Al principio Trump concentró su gestión en reactivar la economía y reequipar las fuerzas armadas con el objetivo de educir la presencia de su país en Medio Oriente; de limitar los avances del terrorismo islámico y disminuir, una vez alcanzados tales propósitos, la presencia militar estadounidense en Afganistán, Irak y Siria, orientando su mayor energía a consolidar su colaboración política con aliados regionales como Israel, Arabia Saudita y otros países del Golfo.

 

Las consecuencias inmediatas de estas idas y venidas poco ordenadas, fue la decisión iraní de olvidar las definiciones contenidas en el PAIC y anunciar acciones de represalia contra los intereses y la seguridad de Estados Unidos. En paralelo, el parlamento Irakuí resolvió solicitar el retiro de los cinco mil soldados estadounidenses destacados en ese país para luchar contra Estado Islámico. En tales condiciones llegó el 7 de enero por la noche, cuando Irán disparó desde su territorio 22 misiles balísticos contra bases Irakuíes contra las fuerzas estadounidenses, de los que 10 impactaron en el aeropuerto de Al-Asad en la provincia de Anbar y uno en el aeropuerto de Erbil, en la región de Kurdistán, los que sólo causaron daños materiales. El ministro de Relaciones Exteriores de Irán, Mohamed Javad Zarif, dijo que con ello habían concluido las medidas proporcionales de represalia por la muerte de Soleimani.

 

Al día siguiente, el Presidente Trump después de declarar que Irán nunca llegaría a tener armas nucleares mientras él estuviese en el cargo, también afirmó que Teherán parecía haber renunciado a nuevas acciones.

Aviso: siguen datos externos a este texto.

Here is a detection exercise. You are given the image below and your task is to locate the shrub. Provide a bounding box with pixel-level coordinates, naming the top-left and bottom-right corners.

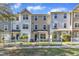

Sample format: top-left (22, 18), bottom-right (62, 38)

top-left (52, 32), bottom-right (57, 39)
top-left (20, 35), bottom-right (28, 41)
top-left (20, 35), bottom-right (28, 39)
top-left (61, 34), bottom-right (71, 42)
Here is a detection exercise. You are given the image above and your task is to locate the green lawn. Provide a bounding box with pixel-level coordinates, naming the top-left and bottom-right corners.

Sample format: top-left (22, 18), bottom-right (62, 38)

top-left (5, 48), bottom-right (79, 56)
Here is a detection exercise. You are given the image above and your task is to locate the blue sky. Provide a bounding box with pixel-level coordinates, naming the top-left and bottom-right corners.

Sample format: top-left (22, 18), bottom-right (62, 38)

top-left (11, 3), bottom-right (78, 14)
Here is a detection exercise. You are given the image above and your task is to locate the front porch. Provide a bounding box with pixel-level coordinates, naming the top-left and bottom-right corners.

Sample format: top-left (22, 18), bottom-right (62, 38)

top-left (71, 29), bottom-right (79, 42)
top-left (50, 30), bottom-right (71, 42)
top-left (32, 31), bottom-right (49, 42)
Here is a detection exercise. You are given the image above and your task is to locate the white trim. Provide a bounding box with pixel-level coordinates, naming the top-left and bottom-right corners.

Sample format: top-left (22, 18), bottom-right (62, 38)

top-left (4, 25), bottom-right (8, 31)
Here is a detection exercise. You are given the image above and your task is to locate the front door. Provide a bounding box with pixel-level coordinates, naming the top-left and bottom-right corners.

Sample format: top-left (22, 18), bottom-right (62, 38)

top-left (35, 34), bottom-right (38, 41)
top-left (16, 34), bottom-right (19, 40)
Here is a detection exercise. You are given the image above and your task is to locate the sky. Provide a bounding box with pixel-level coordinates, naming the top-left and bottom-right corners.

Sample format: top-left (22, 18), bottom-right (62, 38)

top-left (11, 3), bottom-right (78, 14)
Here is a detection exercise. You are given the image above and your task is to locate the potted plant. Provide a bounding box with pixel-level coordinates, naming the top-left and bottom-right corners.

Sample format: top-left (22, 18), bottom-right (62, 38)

top-left (52, 32), bottom-right (57, 40)
top-left (20, 35), bottom-right (28, 42)
top-left (61, 34), bottom-right (71, 42)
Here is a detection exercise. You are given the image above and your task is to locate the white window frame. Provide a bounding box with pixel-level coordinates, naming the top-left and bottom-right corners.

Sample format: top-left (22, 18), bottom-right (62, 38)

top-left (74, 22), bottom-right (79, 28)
top-left (4, 25), bottom-right (8, 31)
top-left (34, 16), bottom-right (38, 21)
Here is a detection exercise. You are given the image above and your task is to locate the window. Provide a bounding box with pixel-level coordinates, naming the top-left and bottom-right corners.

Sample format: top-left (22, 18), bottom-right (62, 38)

top-left (54, 23), bottom-right (57, 29)
top-left (64, 14), bottom-right (67, 18)
top-left (43, 16), bottom-right (46, 20)
top-left (64, 23), bottom-right (66, 28)
top-left (43, 25), bottom-right (46, 30)
top-left (40, 34), bottom-right (46, 39)
top-left (16, 25), bottom-right (19, 29)
top-left (75, 13), bottom-right (79, 18)
top-left (34, 16), bottom-right (37, 21)
top-left (54, 14), bottom-right (57, 19)
top-left (35, 25), bottom-right (37, 30)
top-left (23, 24), bottom-right (28, 29)
top-left (4, 25), bottom-right (8, 30)
top-left (75, 23), bottom-right (79, 28)
top-left (23, 15), bottom-right (28, 20)
top-left (16, 17), bottom-right (19, 21)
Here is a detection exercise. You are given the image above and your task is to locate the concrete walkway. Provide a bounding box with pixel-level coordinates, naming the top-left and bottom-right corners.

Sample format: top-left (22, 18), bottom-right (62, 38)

top-left (4, 45), bottom-right (79, 49)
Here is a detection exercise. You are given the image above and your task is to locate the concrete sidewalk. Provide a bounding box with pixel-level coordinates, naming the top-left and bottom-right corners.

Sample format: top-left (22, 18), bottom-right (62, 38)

top-left (4, 45), bottom-right (79, 49)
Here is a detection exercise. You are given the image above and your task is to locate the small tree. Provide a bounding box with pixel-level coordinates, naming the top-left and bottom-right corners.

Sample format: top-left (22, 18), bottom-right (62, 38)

top-left (20, 35), bottom-right (28, 42)
top-left (61, 34), bottom-right (71, 42)
top-left (52, 32), bottom-right (57, 40)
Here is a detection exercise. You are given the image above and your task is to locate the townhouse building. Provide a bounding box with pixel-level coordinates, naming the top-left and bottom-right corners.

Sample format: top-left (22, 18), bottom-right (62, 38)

top-left (50, 12), bottom-right (71, 42)
top-left (71, 5), bottom-right (79, 42)
top-left (32, 14), bottom-right (49, 42)
top-left (0, 5), bottom-right (79, 42)
top-left (12, 9), bottom-right (31, 41)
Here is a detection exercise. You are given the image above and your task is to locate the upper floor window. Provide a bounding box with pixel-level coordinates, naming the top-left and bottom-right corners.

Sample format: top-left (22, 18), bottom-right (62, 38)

top-left (64, 23), bottom-right (66, 28)
top-left (54, 23), bottom-right (57, 29)
top-left (54, 14), bottom-right (57, 19)
top-left (75, 13), bottom-right (79, 18)
top-left (16, 17), bottom-right (19, 21)
top-left (23, 15), bottom-right (28, 20)
top-left (35, 25), bottom-right (37, 30)
top-left (43, 16), bottom-right (46, 20)
top-left (23, 24), bottom-right (28, 29)
top-left (43, 25), bottom-right (46, 30)
top-left (75, 23), bottom-right (79, 28)
top-left (16, 25), bottom-right (19, 29)
top-left (4, 25), bottom-right (8, 30)
top-left (40, 34), bottom-right (46, 39)
top-left (64, 14), bottom-right (67, 18)
top-left (34, 16), bottom-right (37, 21)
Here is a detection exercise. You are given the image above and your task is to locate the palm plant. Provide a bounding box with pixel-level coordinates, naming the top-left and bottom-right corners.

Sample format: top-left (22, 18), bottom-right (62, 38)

top-left (0, 4), bottom-right (15, 44)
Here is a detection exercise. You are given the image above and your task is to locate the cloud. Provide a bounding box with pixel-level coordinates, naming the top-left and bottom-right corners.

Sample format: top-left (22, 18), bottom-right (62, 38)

top-left (50, 8), bottom-right (69, 12)
top-left (14, 3), bottom-right (21, 9)
top-left (27, 5), bottom-right (46, 11)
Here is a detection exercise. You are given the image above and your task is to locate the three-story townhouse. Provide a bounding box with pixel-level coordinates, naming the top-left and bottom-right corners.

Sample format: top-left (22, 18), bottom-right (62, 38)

top-left (71, 5), bottom-right (79, 42)
top-left (12, 9), bottom-right (31, 41)
top-left (50, 12), bottom-right (71, 42)
top-left (32, 14), bottom-right (49, 42)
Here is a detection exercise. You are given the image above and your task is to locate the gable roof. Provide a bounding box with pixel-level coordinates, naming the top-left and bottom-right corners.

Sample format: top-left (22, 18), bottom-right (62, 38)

top-left (20, 8), bottom-right (31, 14)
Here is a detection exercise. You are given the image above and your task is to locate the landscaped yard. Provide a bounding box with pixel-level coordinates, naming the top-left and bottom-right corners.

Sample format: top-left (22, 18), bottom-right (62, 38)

top-left (5, 48), bottom-right (79, 56)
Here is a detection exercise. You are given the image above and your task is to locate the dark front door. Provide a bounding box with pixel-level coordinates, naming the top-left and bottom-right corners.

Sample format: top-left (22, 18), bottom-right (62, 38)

top-left (16, 34), bottom-right (19, 40)
top-left (35, 34), bottom-right (38, 41)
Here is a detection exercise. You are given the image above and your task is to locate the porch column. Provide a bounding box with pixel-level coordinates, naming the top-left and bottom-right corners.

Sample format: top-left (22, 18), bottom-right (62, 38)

top-left (38, 32), bottom-right (40, 42)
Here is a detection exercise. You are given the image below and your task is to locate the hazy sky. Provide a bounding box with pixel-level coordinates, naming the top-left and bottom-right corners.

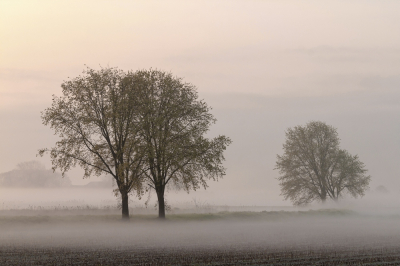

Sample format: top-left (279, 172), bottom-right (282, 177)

top-left (0, 0), bottom-right (400, 204)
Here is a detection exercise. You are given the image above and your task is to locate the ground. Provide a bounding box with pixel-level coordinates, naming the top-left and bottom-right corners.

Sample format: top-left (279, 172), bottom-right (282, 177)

top-left (0, 210), bottom-right (400, 265)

Después de pronunciarse contra el terrorismo y la desestabilización regional y destacar la capacidad militar de su país, anunció la aplicación de nuevas sanciones económicas contra Irán, solicitó a sus aliados de la OTAN mayor participación en los acontecimientos regionales y a los miembros permanentes del Consejo de Seguridad que son parte del PAIC, que reconozcan la inutilidad actual de ese acuerdo y colaboren en su renegociación. Lo que sigue de este punto en adelante, es sólo materia especulativa. Resulta imposible pronosticar como seguirá este conflicto si se desecha totalmente el camino de la diplomacia y alguien comete una infantil o estúpida equivocación.